# mBERT Baseline — Sarcasm Detection on Cleaned Hinglish Dataset

This notebook trains a **multilingual BERT (mBERT)** baseline for binary sarcasm classification on the cleaned Hinglish dataset.

Expected baseline F1: **~75%** (without data leakage).

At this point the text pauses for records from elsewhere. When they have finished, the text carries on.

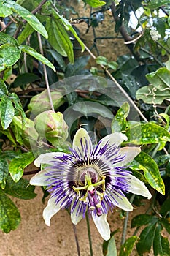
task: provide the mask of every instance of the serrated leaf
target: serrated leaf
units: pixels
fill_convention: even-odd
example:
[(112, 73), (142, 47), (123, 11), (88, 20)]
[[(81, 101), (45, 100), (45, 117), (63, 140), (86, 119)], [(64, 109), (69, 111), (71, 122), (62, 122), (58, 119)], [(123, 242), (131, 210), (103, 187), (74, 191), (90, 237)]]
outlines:
[(11, 99), (4, 96), (0, 102), (0, 116), (3, 129), (9, 127), (15, 115), (15, 110)]
[(8, 162), (0, 157), (0, 186), (2, 189), (4, 189), (6, 184), (6, 179), (9, 174)]
[(20, 56), (20, 50), (18, 47), (8, 43), (0, 46), (0, 70), (14, 65)]
[(30, 186), (29, 181), (21, 178), (18, 182), (15, 182), (10, 177), (7, 180), (5, 193), (20, 199), (32, 199), (36, 196), (34, 193), (35, 187)]
[(31, 47), (29, 47), (28, 45), (20, 45), (19, 48), (23, 52), (31, 55), (31, 56), (38, 59), (39, 61), (42, 62), (44, 64), (50, 67), (54, 72), (55, 72), (55, 68), (53, 66), (53, 64), (50, 61), (49, 61), (47, 59), (44, 57), (42, 54), (39, 53)]
[(100, 7), (106, 4), (105, 1), (101, 0), (83, 0), (83, 1), (93, 8)]
[(141, 233), (136, 249), (139, 255), (150, 251), (155, 231), (155, 224), (147, 225)]
[(135, 236), (133, 236), (128, 238), (125, 242), (121, 246), (119, 256), (129, 256), (137, 239), (138, 237)]
[(46, 28), (49, 34), (48, 40), (53, 48), (63, 56), (68, 56), (69, 61), (74, 63), (72, 43), (61, 20), (58, 17), (47, 19)]
[(170, 198), (166, 199), (162, 204), (160, 210), (160, 214), (166, 217), (170, 213)]
[(131, 220), (131, 227), (141, 227), (147, 224), (155, 223), (159, 219), (156, 216), (149, 214), (139, 214), (135, 216)]
[(13, 202), (0, 189), (0, 229), (8, 233), (15, 230), (20, 222), (20, 214)]
[(8, 89), (3, 81), (3, 80), (0, 79), (0, 98), (4, 95), (7, 95), (8, 94)]
[(150, 185), (161, 194), (165, 195), (165, 185), (160, 175), (158, 167), (153, 159), (142, 151), (135, 157), (134, 162), (139, 169), (143, 170), (144, 177)]
[(18, 4), (14, 1), (10, 0), (4, 1), (4, 5), (6, 7), (11, 8), (12, 11), (18, 13), (24, 20), (26, 20), (35, 31), (41, 34), (46, 39), (48, 38), (47, 32), (44, 26), (40, 23), (37, 18), (28, 10), (25, 9), (20, 4)]
[(153, 239), (153, 252), (154, 256), (164, 256), (161, 243), (161, 227), (160, 224), (157, 225), (155, 231), (155, 236)]
[(18, 41), (14, 37), (11, 37), (9, 34), (3, 32), (0, 33), (0, 43), (1, 45), (10, 44), (13, 45), (14, 46), (18, 45)]
[(170, 141), (170, 134), (163, 127), (155, 124), (137, 124), (129, 126), (125, 133), (128, 143), (135, 145), (158, 143)]
[(21, 154), (9, 163), (9, 171), (15, 182), (18, 182), (23, 176), (24, 169), (30, 165), (35, 157), (31, 152)]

**Run this on Google Colab / Kaggle with a GPU runtime.**

## 1. Install Dependencies

In [None]:
!pip install transformers datasets accelerate scikit-learn -q

## 2. Imports & Configuration

In [None]:
import os
import random
import numpy as np
import pandas as pd
import torch
from torch.utils.data import Dataset, DataLoader
from transformers import (
    BertTokenizer,
    BertForSequenceClassification,
    get_linear_schedule_with_warmup,
)
from sklearn.model_selection import train_test_split
from sklearn.metrics import (
    classification_report,
    f1_score,
    accuracy_score,
    confusion_matrix,
)
import matplotlib.pyplot as plt
import warnings
warnings.filterwarnings('ignore')

# ────────────────────────────────────────────
# CONFIG — tweak these as needed
# ────────────────────────────────────────────
MODEL_NAME   = 'bert-base-multilingual-cased'
MAX_LEN      = 128
BATCH_SIZE   = 32
EPOCHS       = 5
LR           = 2e-5
SEED         = 42
DATA_PATH    = 'Data/sarcasm_hinghlish_dataset_cleaned.csv'
SAVE_DIR     = 'mbert_baseline'

# Reproducibility
random.seed(SEED)
np.random.seed(SEED)
torch.manual_seed(SEED)
torch.cuda.manual_seed_all(SEED)

device = torch.device('cuda' if torch.cuda.is_available() else 'cpu')
print(f'Using device: {device}')

## 3. Load & Split Data

In [None]:
df = pd.read_csv(DATA_PATH)
print(f'Total samples: {len(df)}')
print(f'Label distribution:\n{df["label"].value_counts()}')
print(f'\nSample rows:')
df.head()

In [None]:
# 70 / 15 / 15  split (stratified)
train_df, temp_df = train_test_split(
    df, test_size=0.30, random_state=SEED, stratify=df['label']
)
val_df, test_df = train_test_split(
    temp_df, test_size=0.50, random_state=SEED, stratify=temp_df['label']
)

print(f'Train: {len(train_df)}  |  Val: {len(val_df)}  |  Test: {len(test_df)}')

## 4. Tokenizer & Dataset

In [None]:
tokenizer = BertTokenizer.from_pretrained(MODEL_NAME)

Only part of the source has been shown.